Социальное государство, наверное, не является близким будущим России. По официальным данным, более половины населения России сейчас находится за нижним пределом социальной нормы доходов и потребления. Если судить по сообщениям в средствах массовой информации, положение ухудшается, бедняков становится больше. Оговорку относительно источника информации делать приходится, так как в социологических обследованиях в последние два года более 15% респондентов указывают на повышение оценки качества жизни. Естественно, такое расхождение несколько озадачивает. В то же время, многочисленные экспертные опросы показывают, что реальная заработная плата почти у всех работающих больше той, которая объявляется для учета. Во многих случаях получаемый на предприятии (в организации) доход превышает объявляемый уровень в 3–5 и даже в десять раз. Одновременно, правда, в некоторых отраслях происходит довольно быстрое снижение дохода, получаемого работниками. Так, например, три года назад самыми высокооплачиваемыми были работники банков. Это было вполне естественно для того времени. Торговля деньгами приносила максимально возможные прибыли. Работники банков получали доход в самых разнообразных формах. Среди этих форм были: оплата питания и транспорта, ценные бытовые подарки к праздникам и дням рождения, дополнительный доход на отпуск и лечение, доплаты на детей, проценты на специальные вклады, сделанные на имя работника в том же банке. Эти доходы не оформлялись никакими контрактами или обязательствами со стороны руководителей. Сумма таких доходов была настолько велика по сравнению с заработной платой, что работники предпочитали молчать в тех случаях, когда руководитель (хозяин) штрафовал работника за какие-то провинности или предпочитал не платить ничего за дни болезни, включая даже и случаи, когда у женщины болеет ребенок.

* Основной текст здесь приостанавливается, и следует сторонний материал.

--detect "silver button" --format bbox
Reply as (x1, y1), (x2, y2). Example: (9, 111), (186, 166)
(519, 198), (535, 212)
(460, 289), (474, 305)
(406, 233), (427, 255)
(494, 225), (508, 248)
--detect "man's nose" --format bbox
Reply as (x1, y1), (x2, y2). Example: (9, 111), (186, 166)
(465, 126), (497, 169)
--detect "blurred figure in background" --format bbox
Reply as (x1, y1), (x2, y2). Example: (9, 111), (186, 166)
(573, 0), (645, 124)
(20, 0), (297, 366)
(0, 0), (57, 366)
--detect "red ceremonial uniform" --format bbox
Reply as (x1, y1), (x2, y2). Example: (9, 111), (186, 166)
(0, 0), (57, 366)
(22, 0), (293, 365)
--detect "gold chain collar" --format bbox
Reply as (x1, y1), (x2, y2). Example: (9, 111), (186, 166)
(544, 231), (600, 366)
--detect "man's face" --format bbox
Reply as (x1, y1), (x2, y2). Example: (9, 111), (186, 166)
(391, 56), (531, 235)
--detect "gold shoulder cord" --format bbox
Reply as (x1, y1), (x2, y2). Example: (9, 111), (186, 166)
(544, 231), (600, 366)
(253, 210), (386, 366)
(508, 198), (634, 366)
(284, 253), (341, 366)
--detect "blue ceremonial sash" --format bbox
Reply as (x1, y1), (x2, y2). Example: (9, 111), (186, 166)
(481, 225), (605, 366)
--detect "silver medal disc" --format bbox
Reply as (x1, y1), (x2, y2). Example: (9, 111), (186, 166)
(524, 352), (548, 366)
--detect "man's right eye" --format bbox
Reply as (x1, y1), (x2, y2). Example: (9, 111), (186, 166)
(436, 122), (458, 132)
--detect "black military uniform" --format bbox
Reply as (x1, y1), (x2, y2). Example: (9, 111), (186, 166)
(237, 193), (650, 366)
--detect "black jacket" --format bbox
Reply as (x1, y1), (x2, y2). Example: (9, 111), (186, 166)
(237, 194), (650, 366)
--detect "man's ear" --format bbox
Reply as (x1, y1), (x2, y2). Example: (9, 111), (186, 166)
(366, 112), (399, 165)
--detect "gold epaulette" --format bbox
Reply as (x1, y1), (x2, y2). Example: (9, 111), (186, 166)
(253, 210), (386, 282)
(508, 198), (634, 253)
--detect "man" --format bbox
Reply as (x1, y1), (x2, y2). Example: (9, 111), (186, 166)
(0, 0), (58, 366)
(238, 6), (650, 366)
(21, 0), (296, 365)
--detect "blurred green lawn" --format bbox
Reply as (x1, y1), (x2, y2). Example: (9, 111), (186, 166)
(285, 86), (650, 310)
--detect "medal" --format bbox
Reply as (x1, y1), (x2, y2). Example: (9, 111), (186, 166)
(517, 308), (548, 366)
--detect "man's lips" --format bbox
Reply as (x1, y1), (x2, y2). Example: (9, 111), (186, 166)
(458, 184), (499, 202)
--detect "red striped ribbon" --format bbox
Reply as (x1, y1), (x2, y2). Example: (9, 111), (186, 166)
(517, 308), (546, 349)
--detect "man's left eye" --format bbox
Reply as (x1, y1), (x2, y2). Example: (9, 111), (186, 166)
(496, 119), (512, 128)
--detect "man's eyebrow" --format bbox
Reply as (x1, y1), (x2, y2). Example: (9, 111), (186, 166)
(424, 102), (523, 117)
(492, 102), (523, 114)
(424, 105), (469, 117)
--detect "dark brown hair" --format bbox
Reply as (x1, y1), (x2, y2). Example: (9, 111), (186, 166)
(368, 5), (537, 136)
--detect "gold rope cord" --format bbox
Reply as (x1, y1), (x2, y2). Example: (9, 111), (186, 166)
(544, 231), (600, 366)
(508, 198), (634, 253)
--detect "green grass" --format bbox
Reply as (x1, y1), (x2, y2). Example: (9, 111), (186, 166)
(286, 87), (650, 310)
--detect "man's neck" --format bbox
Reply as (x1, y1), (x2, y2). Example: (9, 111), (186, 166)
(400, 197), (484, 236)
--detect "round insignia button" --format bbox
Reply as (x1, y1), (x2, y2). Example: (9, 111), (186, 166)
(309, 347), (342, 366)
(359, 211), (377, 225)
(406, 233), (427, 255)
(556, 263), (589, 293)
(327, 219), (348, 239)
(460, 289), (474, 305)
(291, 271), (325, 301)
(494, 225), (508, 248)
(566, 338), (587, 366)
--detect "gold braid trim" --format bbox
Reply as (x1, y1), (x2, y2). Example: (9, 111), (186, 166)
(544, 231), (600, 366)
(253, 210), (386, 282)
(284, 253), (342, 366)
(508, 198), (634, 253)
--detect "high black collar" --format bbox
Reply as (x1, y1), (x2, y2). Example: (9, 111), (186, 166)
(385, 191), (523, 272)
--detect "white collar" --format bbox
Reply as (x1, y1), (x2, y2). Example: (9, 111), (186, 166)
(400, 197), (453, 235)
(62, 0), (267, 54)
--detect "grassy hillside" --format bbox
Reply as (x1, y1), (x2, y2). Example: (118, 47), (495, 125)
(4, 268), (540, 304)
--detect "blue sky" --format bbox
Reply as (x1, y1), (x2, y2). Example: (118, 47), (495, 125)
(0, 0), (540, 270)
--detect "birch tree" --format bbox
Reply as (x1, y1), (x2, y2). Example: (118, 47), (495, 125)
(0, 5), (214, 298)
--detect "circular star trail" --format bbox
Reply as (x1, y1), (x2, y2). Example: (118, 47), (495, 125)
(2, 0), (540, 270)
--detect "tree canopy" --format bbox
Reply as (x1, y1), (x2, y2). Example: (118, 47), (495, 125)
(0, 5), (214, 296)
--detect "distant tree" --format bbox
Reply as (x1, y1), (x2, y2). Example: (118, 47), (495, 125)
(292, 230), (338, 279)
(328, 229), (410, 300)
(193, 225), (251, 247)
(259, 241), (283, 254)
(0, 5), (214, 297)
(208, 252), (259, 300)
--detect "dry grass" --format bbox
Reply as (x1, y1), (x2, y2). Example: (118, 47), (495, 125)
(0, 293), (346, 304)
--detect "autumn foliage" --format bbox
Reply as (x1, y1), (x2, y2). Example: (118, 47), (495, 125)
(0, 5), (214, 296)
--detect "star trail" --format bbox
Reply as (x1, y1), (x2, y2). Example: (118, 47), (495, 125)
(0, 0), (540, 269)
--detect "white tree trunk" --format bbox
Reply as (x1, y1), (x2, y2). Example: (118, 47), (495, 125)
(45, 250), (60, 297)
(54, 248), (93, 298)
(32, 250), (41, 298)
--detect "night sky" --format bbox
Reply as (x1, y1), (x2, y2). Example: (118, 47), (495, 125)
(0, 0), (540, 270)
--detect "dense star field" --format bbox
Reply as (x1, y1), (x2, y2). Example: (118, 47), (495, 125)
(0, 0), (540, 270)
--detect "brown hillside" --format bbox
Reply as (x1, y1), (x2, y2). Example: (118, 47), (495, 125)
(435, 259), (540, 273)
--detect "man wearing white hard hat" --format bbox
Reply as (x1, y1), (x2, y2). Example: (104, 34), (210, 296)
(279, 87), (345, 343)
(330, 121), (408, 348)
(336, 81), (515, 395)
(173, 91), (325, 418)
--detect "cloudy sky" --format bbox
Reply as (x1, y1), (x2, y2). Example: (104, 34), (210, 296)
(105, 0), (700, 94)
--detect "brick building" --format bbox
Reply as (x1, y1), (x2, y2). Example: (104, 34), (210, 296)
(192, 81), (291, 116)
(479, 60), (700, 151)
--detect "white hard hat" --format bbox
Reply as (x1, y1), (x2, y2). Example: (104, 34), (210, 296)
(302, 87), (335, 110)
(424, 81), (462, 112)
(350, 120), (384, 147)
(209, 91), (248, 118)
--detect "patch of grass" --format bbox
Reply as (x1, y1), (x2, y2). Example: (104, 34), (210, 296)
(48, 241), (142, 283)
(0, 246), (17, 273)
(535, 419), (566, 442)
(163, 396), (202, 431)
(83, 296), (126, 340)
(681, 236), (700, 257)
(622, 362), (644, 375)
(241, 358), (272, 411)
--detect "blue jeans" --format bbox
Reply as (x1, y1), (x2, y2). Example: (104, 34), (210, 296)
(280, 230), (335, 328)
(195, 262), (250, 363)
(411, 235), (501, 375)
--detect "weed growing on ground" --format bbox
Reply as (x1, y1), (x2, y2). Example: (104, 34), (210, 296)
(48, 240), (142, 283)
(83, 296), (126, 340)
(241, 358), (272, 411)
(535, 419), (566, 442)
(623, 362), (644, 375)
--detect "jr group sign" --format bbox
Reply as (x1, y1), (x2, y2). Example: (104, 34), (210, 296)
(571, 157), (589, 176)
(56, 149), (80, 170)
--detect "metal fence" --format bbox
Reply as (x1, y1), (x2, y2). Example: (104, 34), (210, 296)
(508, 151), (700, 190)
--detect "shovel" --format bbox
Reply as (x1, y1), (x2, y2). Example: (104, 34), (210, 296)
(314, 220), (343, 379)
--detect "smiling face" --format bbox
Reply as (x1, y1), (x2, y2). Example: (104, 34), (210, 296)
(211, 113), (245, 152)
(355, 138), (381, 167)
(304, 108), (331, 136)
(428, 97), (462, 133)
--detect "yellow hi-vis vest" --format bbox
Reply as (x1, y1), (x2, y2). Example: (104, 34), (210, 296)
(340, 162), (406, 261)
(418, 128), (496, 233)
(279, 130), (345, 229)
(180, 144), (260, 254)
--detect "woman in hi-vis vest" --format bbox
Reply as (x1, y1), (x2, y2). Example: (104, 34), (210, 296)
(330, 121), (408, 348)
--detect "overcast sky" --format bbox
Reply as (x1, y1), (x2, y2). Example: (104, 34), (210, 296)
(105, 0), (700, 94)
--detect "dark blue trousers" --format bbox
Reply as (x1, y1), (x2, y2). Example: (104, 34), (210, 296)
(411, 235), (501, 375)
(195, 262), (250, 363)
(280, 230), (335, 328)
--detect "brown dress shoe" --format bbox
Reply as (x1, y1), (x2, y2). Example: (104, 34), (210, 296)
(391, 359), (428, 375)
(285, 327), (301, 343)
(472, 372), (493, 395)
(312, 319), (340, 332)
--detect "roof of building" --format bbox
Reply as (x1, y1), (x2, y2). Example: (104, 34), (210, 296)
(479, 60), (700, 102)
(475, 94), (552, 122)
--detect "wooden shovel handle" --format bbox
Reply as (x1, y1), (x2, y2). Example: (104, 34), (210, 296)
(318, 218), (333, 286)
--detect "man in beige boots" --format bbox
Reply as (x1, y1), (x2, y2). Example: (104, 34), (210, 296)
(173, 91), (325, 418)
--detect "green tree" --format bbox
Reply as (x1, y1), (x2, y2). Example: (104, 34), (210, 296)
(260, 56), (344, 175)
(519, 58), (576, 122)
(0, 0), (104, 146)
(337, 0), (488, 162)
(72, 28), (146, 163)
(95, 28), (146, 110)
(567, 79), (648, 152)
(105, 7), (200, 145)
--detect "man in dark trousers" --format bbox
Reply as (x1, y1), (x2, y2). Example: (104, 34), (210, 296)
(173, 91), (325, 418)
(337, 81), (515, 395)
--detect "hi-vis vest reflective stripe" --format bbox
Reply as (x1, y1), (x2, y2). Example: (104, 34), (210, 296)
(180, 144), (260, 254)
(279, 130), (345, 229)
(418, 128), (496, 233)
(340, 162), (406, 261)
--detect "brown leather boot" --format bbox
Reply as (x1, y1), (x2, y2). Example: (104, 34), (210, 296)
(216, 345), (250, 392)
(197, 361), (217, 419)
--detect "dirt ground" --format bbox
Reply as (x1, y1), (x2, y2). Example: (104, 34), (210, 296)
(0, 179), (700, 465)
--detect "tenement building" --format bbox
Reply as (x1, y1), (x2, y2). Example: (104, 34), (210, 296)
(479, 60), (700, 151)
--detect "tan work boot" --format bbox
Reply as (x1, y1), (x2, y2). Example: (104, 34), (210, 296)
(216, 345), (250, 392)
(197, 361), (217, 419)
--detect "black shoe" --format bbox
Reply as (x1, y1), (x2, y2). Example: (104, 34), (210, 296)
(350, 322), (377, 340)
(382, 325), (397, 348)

Это время сейчас кончилось, хотя уровень официальной заработной платы значительно меньше общего дохода в среднем не менее чем в два раза. Доплачиваемая без контракта часть дохода не только помогает предприятию (организации) прятать больше половины заработной платы от налогов, но и держать в руках своих работников. Угроза остаться без работы действует эффективнее, чем законные возможности защитить свои права.

Перед катастрофой и после нее:
гибель империи

На обширной территории бывшего СССР произошло разрушение колониальной империи. Колонии примыкали непосредственно к территории Российской империи. Но, как и во всех колониальных державах мира, метрополия, небольшая по занимаемой площади, эксплуатировала ресурсы народов других культур и национальностей. Русская культура навязывалась силой. Например, делопроизводство во всех учреждениях велось на русском языке, главные командные позиции везде занимали русские, официальное руководство местными ресурсами осуществлялось из Москвы. Всю территорию охватывали централизованные (с центрами в Москве) сети негосударственных организаций – единственной политической (коммунистической) партии, нескольких молодежных организаций, организаций социальной помощи, спортивных, профсоюзных и других. Их главной задачей было осуществление тотального социального контроля и мобилизация дополнительных ресурсов, особенно человеческих. Почти все население с 7–8 лет и до смерти было приписано к каким-нибудь из этих организаций. Их работа велась главным образом на русском языке.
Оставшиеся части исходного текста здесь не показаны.